A Mostra Filmes do Interior ainda traz uma programação de curtas-metragens dirigidos por mulheres. Os filmes “Haitianas”, de Fernanda Viana, “Ser Lua e o Caçador de Estrelas”, de Rafaela Moreira Repasch, e “A Mulher que Diminuía”, de Laura Poli Mariucio, serão exibidos no dia 31 de agosto, quarta-feira, a partir das 19h.
Programação
16/08
“São Ateu”
Direção: Hiro Ishikawa
Duração: 71 minutos
Sinopse: As transformações, pelo acaso, da Vida de Dido, um coletor de dados de hidrômetros caseiros cuja obsessão é criar uma fórmula matemática para ganhar na loteria e ficar rico. A mania intensifica, tornando insuportável a convivência com a esposa e a filha. Até que, cansado com os infortúnios de sua criação, a humanidade má, Deus abandona a missão e se aposenta. Deixa os cuidados do mundo a um novo profeta, Dido, o “São Ateu”, agora poderoso, mas assediado pelo Diabo e pelas Religiões. E quem faz o papel de Deus é Paulo Cesar Pereio, em atuação sarcástica e inspiradora.
23/08
“Campada Maria”
Direção: Danilo Dias de Freiras
Duração: 104 minutos
Sinopse: O documentário apresenta a realidade precária de uma sociedade rural do continente africano, o vilarejo de Campada Maria, no norte da Guiné-Bissau. Registra os impactos sociais, culturais, econômicos e políticos com a criação de um novo sistema de irrigação da horta comunitária, base de subsistência e comércio do povoado. Pesquisadores brasileiros e guineenses, através do programa PROÁFRICA, cooperação científica entre o Brasil e países africanos, concebem uma infraestrutura tecnológica de bomba de sucção de água de poço artesiano, de inversor, de painéis solares e da construção da torre para a caixa d’água. O filme capta a impressão que a nova dinâmica do real incide ao movimento da comunidade.
Dia 23 de agosto, às 19 horas, no SESC-Campinas.
Entrada gratuita.
30/08
“Inscrições do Tempo no Corpo Presente”
Direção: Kit Menezes
Duração: 75 minutos
Sinopse: Documentário autobiográfico da diretora Kit Menezes, em que também exerce a função de atriz e performance apresenta memórias, traumas, cicatrizes, carências, fantasias, silêncios… O filme aborda as marcas do tempo na vida da autora em decorrência de uma morte trágica na família.
Dia 30 de agosto, às 19 horas, no SESC-Campinas.
Entrada gratuita.
31/08
“Haitianas”
Direção: Fernanda Viana
Duração: 15 minutos.
Sinopse: Marie, Norelia e Chantal, haitianas que vivem em Campinas, contam-nos e cantam sobre suas vidas.

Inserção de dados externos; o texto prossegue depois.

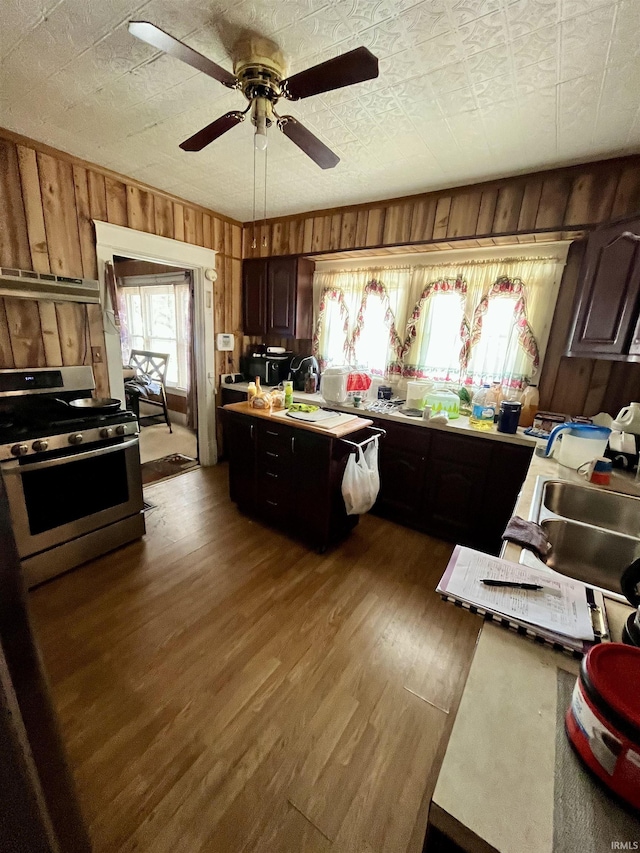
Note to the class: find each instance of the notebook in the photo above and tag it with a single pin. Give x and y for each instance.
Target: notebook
(566, 614)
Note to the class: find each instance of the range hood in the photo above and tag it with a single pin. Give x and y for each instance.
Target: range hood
(26, 284)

“Ser Lua e o Caçador de Estrelas”
Direção: Rafaela Moreira Repasch
Duração: 4 minutos
Sinopse: Um menino mora numa casa no alto da colina, perto do lago e das estrelas. Morava com sua mãe, mas hoje mora com a saudade.
“A Mulher que Diminuía”
Às 19 horas, no SESC-Campinas. Entrada gratuita.
Direção: Laura Poli Mariucio
Duração: 13 minutos
Sinopose: Com um casamento arranjado pelos pais, a jovem Isaura começa a se envolver com André, um rapaz de sua vila.